Our case report is one of several describing a giant myelolipoma in the context of CAH. Similar to our patient, German-Mena et al. described a patient with untreated CAH with a symptomatic 24-cm giant adrenal myelolipoma that was resected [12]. The patient described by German-Mena et al. also had a contralateral adrenal myelolipoma that was managed with observation due to its small size < 10 cm [12]. Additionally, Ioannidis et al. described a young woman with CAH with symptomatic, bilateral giant adrenal myelolipomas that were both resected: much like our patient, their patient also required post-operative steroids for iatrogenic adrenal insufficiency [13]. Our patient had bilateral adrenal masses occurring over 10 years apart, suggesting that CAH patients may remain at long-term risk of developing adrenal masses.

A limitation of this case report is that we did not have records or pathology reports from the outside institution where the patient had previously undergone a contralateral adrenalectomy. Despite this, we believe this case report provides strength in describing thorough diagnostic work-up and multi-disciplinary management.

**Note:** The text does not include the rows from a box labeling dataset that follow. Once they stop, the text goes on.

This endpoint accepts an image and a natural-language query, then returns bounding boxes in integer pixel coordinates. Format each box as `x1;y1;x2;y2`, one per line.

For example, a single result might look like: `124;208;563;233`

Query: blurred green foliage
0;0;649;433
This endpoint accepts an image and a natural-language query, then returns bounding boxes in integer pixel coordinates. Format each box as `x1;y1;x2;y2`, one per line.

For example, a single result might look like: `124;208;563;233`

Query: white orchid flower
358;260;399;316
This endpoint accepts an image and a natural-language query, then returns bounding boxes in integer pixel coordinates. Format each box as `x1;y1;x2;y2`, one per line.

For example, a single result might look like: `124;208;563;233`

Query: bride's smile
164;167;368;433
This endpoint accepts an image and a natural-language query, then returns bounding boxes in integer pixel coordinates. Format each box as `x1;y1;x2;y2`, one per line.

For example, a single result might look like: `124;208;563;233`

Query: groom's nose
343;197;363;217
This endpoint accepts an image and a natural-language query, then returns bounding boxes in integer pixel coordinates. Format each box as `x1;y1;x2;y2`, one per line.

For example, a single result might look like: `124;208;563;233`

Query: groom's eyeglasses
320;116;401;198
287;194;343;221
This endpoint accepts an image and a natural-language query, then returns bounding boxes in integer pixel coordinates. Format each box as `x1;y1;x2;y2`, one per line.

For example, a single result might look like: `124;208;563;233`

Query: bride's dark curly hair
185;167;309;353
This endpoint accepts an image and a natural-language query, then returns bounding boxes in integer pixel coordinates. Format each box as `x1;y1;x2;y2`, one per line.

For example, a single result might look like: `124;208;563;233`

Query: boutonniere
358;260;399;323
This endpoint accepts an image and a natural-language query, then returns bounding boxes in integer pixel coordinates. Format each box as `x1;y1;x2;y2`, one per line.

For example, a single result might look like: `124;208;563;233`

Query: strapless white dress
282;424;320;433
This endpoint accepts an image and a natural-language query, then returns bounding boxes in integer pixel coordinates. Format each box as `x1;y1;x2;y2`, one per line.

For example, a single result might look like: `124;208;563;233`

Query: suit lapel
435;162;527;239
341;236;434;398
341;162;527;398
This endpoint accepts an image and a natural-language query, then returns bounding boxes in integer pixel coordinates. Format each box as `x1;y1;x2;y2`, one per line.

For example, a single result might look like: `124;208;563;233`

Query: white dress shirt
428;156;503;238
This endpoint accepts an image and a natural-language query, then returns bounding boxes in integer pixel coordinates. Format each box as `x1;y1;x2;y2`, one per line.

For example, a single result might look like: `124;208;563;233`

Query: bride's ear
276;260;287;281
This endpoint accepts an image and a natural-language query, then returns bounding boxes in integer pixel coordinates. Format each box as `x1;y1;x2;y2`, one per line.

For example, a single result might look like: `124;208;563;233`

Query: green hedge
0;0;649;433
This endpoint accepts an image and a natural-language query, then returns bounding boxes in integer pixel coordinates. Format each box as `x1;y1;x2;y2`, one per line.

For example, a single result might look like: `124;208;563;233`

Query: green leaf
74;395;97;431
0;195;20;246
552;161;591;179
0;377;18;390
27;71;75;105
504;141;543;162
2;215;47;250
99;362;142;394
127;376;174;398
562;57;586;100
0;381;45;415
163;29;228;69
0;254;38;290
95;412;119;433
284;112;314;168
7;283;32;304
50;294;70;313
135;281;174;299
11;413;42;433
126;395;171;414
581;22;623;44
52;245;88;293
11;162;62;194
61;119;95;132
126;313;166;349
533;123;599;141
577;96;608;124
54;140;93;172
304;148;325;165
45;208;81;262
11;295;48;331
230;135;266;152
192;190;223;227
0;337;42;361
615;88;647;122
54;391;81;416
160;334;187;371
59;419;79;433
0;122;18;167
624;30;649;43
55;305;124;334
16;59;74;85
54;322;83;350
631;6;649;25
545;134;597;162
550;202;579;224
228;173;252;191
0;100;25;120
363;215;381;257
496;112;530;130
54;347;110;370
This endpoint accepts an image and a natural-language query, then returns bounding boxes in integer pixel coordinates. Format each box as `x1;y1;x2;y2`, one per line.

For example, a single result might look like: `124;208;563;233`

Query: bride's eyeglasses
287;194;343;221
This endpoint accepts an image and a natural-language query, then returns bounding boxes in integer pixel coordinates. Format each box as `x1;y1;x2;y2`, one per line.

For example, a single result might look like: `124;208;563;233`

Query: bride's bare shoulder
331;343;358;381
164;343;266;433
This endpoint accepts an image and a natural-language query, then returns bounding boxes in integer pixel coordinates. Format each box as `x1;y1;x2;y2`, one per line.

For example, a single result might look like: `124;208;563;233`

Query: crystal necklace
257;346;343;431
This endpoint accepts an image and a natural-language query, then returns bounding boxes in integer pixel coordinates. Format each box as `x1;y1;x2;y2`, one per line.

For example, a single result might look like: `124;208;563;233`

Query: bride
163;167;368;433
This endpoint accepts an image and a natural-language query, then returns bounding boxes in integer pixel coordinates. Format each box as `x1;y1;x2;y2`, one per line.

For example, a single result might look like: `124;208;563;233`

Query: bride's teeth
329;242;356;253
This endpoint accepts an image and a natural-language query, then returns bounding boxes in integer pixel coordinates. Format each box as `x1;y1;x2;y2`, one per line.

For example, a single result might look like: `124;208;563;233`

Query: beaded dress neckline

In conclusion, we describe the successful management of a complex patient with untreated CAH and prior adrenalectomy who underwent resection of a giant adrenal myelolipoma with resultant iatrogenic complete adrenal insufficiency. Key considerations in the evaluation and management of a suspected giant adrenal myelolipoma include vigilance for the inability to rule out malignancy, staging, biopsy, endocrine function screening, and safe operative interventions that allow complete tumor resection, especially when malignancy remains part of the differential diagnosis. Additionally, in patients undergoing total bilateral adrenalectomy, glucocorticoid substitution is necessary. For this reason, we recommend early collaboration with endocrine specialists in guiding steroid therapies intra- and post-operatively for patients who will develop adrenal insufficiency.